Nordeste, Norte e Minas Gerais irão fazer Lula presidente de novo

Em meio ao cruzamento de informações, algumas com o objetivo de desanimar a militância petista, cabe lembrar que Lula venceu o primeiro turno das eleições com vantagem de 6,2 milhões de votos. Precisa, em tese, de pouco mais de 2 milhões de votos para confirmar a vitória no dia 30. Apesar do leve crescimento que as pesquisas indicaram em favor de Jair Bolsonaro, foram oscilações dentro da margem de erro, sendo que Lula não perdeu um ponto sequer em relação ao primeiro turno.

O fato é que, a pouco mais de uma semana do pleito, Lula segue favorito.
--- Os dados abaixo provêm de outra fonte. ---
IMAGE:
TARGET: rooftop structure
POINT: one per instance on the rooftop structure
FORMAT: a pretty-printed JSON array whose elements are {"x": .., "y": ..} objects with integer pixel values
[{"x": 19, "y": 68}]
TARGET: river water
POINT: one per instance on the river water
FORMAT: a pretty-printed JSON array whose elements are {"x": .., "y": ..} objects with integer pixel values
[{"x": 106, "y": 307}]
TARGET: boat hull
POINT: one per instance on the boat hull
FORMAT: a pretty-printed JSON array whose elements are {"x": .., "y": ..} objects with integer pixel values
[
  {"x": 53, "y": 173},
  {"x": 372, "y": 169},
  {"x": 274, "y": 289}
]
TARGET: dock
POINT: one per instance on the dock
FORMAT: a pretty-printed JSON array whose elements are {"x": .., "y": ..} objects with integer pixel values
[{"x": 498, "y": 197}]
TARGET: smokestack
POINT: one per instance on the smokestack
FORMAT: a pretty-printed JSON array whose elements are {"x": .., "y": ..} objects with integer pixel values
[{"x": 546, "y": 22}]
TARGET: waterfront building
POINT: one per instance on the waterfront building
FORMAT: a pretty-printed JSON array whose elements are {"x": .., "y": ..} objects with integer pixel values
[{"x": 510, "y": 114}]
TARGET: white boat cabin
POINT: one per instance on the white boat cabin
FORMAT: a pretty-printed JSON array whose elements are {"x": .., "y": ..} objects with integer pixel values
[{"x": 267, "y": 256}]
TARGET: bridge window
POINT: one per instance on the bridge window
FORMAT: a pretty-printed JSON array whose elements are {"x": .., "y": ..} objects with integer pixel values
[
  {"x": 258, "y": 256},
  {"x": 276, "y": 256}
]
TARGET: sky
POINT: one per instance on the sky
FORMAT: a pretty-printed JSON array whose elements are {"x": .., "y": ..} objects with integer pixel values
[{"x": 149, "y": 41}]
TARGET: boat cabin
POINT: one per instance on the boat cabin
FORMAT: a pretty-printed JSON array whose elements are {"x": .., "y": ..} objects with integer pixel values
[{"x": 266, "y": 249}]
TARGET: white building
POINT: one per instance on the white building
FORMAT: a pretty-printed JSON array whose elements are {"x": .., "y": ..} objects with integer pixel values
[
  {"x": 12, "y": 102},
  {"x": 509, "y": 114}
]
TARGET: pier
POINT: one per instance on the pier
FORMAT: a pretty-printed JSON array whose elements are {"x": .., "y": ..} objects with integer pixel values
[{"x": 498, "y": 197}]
O petista tem concentrado os atos da campanha em cidades estratégicas do Rio de Janeiro, Minas Gerais e São Paulo, fundamentais para a definição da eleição, sempre mobilizando multidões. O objetivo é manter ou ampliar vantagem em MG e reduzir a diferença no Rio e em São Paulo. Caso consiga pelo menos manter o volume proporcional de votos do 1º turno, Lula não poderá ser ultrapassado pelo adversário.

Vale até um exercício de cálculo em cima dos resultados da votação no primeiro turno.

As maiores diferenças em favor de Bolsonaro foram:
SP = 1,750 milhão
SC = 1,400 milhão
PR = 1,250 milhão
RJ = 984 mil
MT = 470 mil
GO = 460 mil
RS = 450 mil
DF = 360 mil
Total = 7,124 milhões a mais que Lula

As maiores diferenças a favor de Lula foram:
BA = 3,800 milhões
CE = 2,200 milhões
PE = 1,930 milhão
MA = 1,620 milhão
PI = 910 mil
PB = 830 mil
RN = 640 mil
MG = 560 mil
PA = 460 mil
SE = 450 mil
AL = 350 mil
Total = 13,750 milhões a mais que Bolsonaro

Caso seja mantida a votação de Lula onde ele já triunfou no primeiro turno, Bolsonaro teria que dobrar a diferença em cada Estado onde ganhou. Um exemplo das dificuldades do candidato à reeleição é que, em Santa Catarina e Mato Grosso, ele teria que vencer com 80% dos votos para duplicar a vantagem do primeiro turno.

Lula tende a ampliar a vantagem nos Estados do Nordeste. Nas últimas semanas, surgiu uma espécie de competição entre eles para ver quem consegue dar mais votos ao ex-presidente. A estimativa conservadora é de que Lula pode obter perto de 2 milhões a mais. Nem a alta abstenção – se confirmada – terá força para diminuir a diferença pró-Lula.

No Norte, a vantagem de 12% obtida no Pará (maior colégio eleitoral da região) deverá aumentar. Governador mais votado do país, Helder Barbalho (MDB) mobiliza a maioria dos prefeitos sob sua liderança para assegurar uma votação consagradora para Lula. No Amapá, o triunfo deve se repetir. No Amazonas, aliados do ex-presidente trabalham para virar o resultado do 1º turno.